Note: I've changed the original cup measurements to metric as I prefer to weigh my ingredients for consistent results.

Lime Meltaways
Adapted from Martha Stewart

180g butter, softened
100g icing sugar, sifted
225g plain flour, sifted
15g cornflour, sifted
1/4 teaspoon salt
Zest from 3 limes
2 tablespoons of freshly squeezed lime juice
1/2 teaspoon vanilla essence
1/2 teaspoon sweetened lime paste (optional)
Green food colouring (optional)
Icing sugar, to coat
  1. Cream salt, butter and icing sugar about 2 minutes with electric mixer.
  2. Add in lime zest, vanilla, lime paste and juice. Mix about 1 minute.
  3. Gently fold in by hand the plain flour and cornflour.
  4. Add tiny drops of green food colouring into the dough  mixing gently until you achieve the intensity of colour you like, then stop.
  5. Divide the dough and roll in two separate pieces of baking paper. Twist the ends close and leave it in the fridge for 2 hours or overnight.
  6. Preheat oven to 150 Celsius. Line a baking tray with baking paper.
  7. Remove a roll from the fridge and cut  into slices with a sharp knife. Place slices on the lined baking tray, leaving some space in between each one as they will expand a bit. (Leave the remaining roll in the fridge for the time being)

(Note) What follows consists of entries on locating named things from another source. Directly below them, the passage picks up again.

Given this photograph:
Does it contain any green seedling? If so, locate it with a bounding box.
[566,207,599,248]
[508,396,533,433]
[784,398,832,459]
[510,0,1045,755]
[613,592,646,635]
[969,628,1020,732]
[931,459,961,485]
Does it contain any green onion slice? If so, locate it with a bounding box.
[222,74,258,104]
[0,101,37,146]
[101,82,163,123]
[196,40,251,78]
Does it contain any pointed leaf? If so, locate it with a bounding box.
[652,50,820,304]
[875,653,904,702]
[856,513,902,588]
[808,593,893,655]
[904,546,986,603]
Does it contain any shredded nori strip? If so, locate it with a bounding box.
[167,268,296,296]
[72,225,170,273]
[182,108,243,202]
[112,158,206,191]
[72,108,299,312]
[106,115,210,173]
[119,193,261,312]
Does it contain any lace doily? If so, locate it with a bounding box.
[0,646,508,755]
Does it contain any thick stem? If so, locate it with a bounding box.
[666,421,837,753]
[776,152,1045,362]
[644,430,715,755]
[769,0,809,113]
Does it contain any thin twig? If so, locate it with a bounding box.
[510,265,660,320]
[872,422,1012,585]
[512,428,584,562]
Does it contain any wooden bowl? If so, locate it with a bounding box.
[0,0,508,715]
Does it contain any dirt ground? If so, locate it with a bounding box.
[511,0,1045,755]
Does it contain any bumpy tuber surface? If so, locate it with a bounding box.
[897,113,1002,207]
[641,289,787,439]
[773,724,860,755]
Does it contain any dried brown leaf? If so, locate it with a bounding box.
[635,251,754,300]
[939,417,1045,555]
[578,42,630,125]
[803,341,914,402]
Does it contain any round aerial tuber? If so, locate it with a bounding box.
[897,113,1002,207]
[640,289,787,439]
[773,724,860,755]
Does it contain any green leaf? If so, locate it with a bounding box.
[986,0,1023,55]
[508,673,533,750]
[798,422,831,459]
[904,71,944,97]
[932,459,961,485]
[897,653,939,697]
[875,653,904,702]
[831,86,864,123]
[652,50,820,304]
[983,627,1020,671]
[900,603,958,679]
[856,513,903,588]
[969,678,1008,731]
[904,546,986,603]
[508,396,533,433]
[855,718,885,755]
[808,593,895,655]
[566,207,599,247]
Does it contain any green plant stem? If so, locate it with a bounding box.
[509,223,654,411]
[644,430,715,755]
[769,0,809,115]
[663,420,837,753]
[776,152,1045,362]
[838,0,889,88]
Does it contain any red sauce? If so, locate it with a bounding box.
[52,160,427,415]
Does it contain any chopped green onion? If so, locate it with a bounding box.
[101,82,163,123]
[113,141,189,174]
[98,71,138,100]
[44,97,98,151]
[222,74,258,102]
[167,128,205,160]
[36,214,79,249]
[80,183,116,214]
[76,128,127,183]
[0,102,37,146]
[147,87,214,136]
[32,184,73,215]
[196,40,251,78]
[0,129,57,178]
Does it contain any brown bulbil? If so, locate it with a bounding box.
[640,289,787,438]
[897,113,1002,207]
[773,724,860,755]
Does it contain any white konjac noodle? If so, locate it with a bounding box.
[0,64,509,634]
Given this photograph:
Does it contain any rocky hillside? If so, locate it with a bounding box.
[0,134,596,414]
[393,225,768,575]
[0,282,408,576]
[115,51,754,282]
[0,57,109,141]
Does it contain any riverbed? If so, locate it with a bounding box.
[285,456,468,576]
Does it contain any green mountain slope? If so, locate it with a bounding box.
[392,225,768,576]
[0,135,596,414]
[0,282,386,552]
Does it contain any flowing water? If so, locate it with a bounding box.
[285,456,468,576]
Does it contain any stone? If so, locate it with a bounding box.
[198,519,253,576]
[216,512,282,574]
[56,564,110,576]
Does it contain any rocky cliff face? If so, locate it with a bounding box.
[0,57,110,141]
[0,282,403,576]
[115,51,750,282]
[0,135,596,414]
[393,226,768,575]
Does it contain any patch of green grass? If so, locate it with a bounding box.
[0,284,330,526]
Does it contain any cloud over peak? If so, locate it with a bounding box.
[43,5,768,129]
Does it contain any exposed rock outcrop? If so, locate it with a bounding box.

  8. Put the baking tray into the oven and bake for about 20 - 30  minutes until the edges of the biscuits just turn a little brown. Remove from the oven and let it cool on wire racks.
  9. Continue with the remaining roll in the fridge or leave it for a biscuit craving later in the week.
  10. Once cool, coat in icing sugar on all sides, place in paper cases and store in an air-tight container.